El pasado mes de julio, el touroperador británico Low Cost Travel Group quebró irremediablemente, dejando a miles de usuarios afectados. Más de 120.000 viajeros que habían escogido esta agencia de viajes para emprender sus vacaciones se encontraron con reservas que no podían ser asumidas, debido a que la agencia no pudo hacer frente a los pagos de las mismas.

Con un proceso de quiebra drástico, los administradores concursales han tenido que buscar soluciones para poder hacer frente a los miles de acreedores que se han quedado sin cobrar. Por ello, buscaron opciones para vender sus activos. El problema es que no cuentan con muchos que sean vendibles. A finales de septiembre la noticia más destacable era que la Ley Orgánica de Protección de Datos española les impedía vender sus bases de datos de clientes a otros touroperadores.

Los administradores de Low Cost Travel Group achacan esto a las amplias restricciones de una ley, que impide estas prácticas, poco éticas para la Agencia de Protección de Datos. Hay que tener en cuenta que dicha agencia de viajes operaba mayoritariamente en Baleares, por lo que gran parte de los clientes de sus bases de datos estaban en España. Este hecho les obliga a acogerse a la LOPD, con el fin de evitar sanciones por parte de la AEPD.

El caso de Low Cost Travel Group volvió a abrir la polémica sobre la venta de bases de datos de clientes y este tipo de prácticas. No obstante, navegando por Internet podemos ser testigos de lo habitual que resulta encontrar empresas que venden bases de datos de e-mails. Pero, es importantísimo tener claro que esto no es para nada legal.

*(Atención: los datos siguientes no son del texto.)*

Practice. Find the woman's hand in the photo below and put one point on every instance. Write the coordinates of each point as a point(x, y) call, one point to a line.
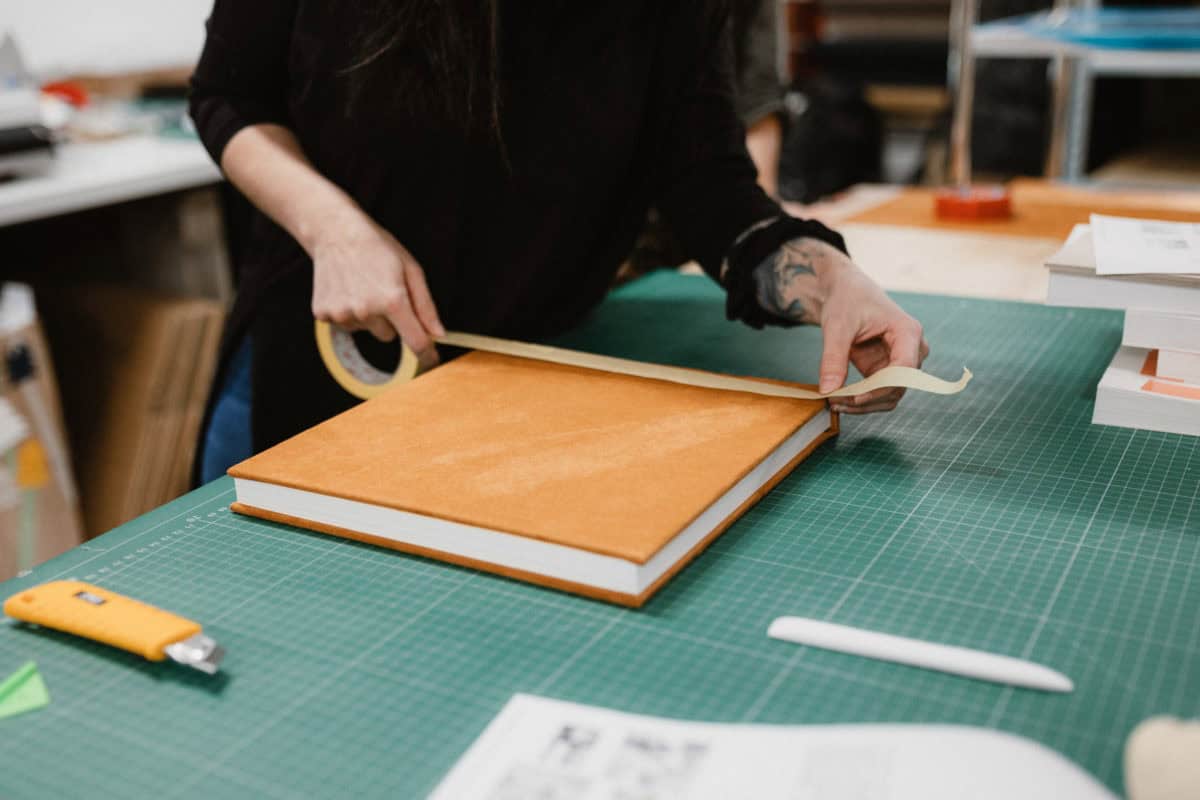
point(363, 277)
point(365, 280)
point(809, 281)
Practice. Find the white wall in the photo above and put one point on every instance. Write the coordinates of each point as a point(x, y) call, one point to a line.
point(106, 36)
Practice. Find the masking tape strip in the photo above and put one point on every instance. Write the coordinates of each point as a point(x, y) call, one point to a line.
point(355, 374)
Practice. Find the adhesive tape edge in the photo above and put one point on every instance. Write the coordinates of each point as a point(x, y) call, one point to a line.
point(345, 374)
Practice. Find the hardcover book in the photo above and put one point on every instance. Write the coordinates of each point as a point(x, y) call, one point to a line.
point(594, 482)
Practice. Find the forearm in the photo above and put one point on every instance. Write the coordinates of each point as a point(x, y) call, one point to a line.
point(796, 281)
point(267, 163)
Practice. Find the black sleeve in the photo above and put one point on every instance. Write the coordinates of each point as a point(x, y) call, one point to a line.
point(708, 187)
point(243, 74)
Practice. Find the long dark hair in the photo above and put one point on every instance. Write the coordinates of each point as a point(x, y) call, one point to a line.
point(437, 58)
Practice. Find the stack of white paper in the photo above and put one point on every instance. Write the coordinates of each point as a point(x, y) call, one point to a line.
point(538, 747)
point(1151, 269)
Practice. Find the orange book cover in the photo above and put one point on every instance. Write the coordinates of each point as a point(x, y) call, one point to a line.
point(595, 462)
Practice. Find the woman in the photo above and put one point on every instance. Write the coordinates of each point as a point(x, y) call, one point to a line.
point(485, 166)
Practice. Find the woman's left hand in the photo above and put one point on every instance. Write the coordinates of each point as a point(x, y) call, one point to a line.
point(809, 281)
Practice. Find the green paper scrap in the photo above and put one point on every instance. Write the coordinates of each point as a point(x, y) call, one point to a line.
point(23, 691)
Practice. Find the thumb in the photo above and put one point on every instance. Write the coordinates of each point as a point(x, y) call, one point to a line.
point(835, 356)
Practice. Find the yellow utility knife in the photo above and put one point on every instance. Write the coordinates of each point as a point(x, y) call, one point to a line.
point(102, 615)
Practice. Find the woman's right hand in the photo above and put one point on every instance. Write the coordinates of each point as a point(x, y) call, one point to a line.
point(365, 280)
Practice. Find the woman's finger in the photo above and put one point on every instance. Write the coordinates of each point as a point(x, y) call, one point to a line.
point(877, 396)
point(874, 408)
point(379, 328)
point(412, 332)
point(904, 343)
point(423, 300)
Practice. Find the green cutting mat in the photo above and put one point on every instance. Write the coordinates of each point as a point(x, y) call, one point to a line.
point(999, 519)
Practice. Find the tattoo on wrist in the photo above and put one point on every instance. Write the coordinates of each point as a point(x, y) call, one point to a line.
point(786, 282)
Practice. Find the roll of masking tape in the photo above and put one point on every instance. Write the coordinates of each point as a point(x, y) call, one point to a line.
point(354, 373)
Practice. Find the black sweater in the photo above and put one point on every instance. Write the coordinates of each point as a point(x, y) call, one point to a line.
point(607, 108)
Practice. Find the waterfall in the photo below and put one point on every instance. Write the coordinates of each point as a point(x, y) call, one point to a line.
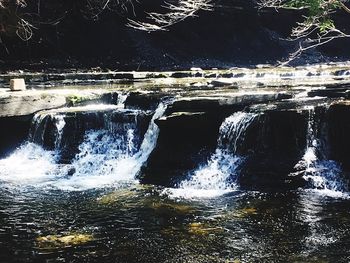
point(108, 155)
point(219, 174)
point(60, 123)
point(322, 175)
point(121, 100)
point(105, 159)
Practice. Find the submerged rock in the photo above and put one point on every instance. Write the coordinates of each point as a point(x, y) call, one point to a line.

La venta de bases de datos de clientes: un negocio opaco

En primer lugar, es importante tener clara cuál es la procedencia de esas bases de datos de e-mails que se ofrecen a diestro y siniestro a través de La Red. ¿Cómo se han conseguido esos correos?, ¿Los usuarios han dado su consentimiento? Pese a que las respuestas garanticen que todo se ha llevado a cabo siguiendo las normas estrictas que establece la LOPD, nunca podrán ser traspasadas o vendidas a otras empresas.

Nuestro consejo es que jamás se compre una base de datos de clientes. Esta es la única forma de evitar las sanciones de la Agencia Española de Protección de Datos. Si un único cliente denuncia el hecho ante la AEPD, el expediente sancionador se abrirá y al comprobar la procedencia de los datos, la sanción estará garantizada.

Para llevar a cabo campañas de email marketing es esencial contar con el consentimiento expreso del cliente en cuestión. Además, este debe de estar perfectamente informado del uso y tratamiento que se dará a sus datos. Como cabe esperar, si has obtenido un consentimiento para enviar ofertas de tu negocio de frutas y verduras, nunca podrás enviar un correo desde una empresa de coches a ese cliente.

Vulnerar la normativa que establece la Ley Orgánica de Protección de Datos conlleva sanciones importantes. Por lo tanto, la única forma de contar con una base de datos de clientes legal es apostando por crearla en el entorno apropiado. Para ello, es esencial que el usuario de su consentimiento y esté perfectamente informado de sus derechos y obligaciones, según dictamina la LOPD. Estas bases de datos deben de estar registradas ante la AEPD.